JANE EVELYN ATWOOD
© Nicola Lo Calzo 2019
Jane Evelyn Atwood is one of the first women photographer that faced up to society’s ardent issues by taking frontally charge of the subject with full conceptual, visual, and political requirements. Thanks to a characteristic writing and sensitivity — those of a free woman — she finds a respectful distance to deal with her topics. Her relevant approach has made her, nowadays a reference.
Catherine Dérioz et Jacques Damez
Jane Evelyn Atwood was born in New York and has been living in France since 1971. Her work translates the profound intimacy she establishes with her subjects over long periods of time. Fascinated by people and the idea of exclusion, she has managed to penetrate worlds that most of us ignore or choose to ignore.
In 1976 she began to photograph women prostitutes on the rue des Lombards in Paris. This work that lasted all night, every night for one year became her first book. In 1980 she received the first W. Eugene Smith Award to continue photographing the blind.
In the following years she completed several long-term projects : Pigalle, legionnaires, victims of anti-personnel mines, Haiti, and Jean-Louis, the first person with AIDS in Europe to appear in the press.
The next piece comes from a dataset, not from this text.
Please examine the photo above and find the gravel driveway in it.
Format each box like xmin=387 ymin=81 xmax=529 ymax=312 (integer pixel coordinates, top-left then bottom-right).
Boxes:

In 1989 she undertook a vast project on female incarceration, gaining access to some of the worst prisons in Europe and the United-States, including death row. This monumental, ten-year work remains a reference today. She is the author of thirteen books, including a monograph in the prestigious Photo Poche collection. She has won some of the most important awards and her images may be found in public and private collections.
Her archives are distributed in France by Vu’ Agency and in the United States by Contact Press Images. In France she is represented by the Gallery In Camera, and in the United States by L. Parker Stephenson.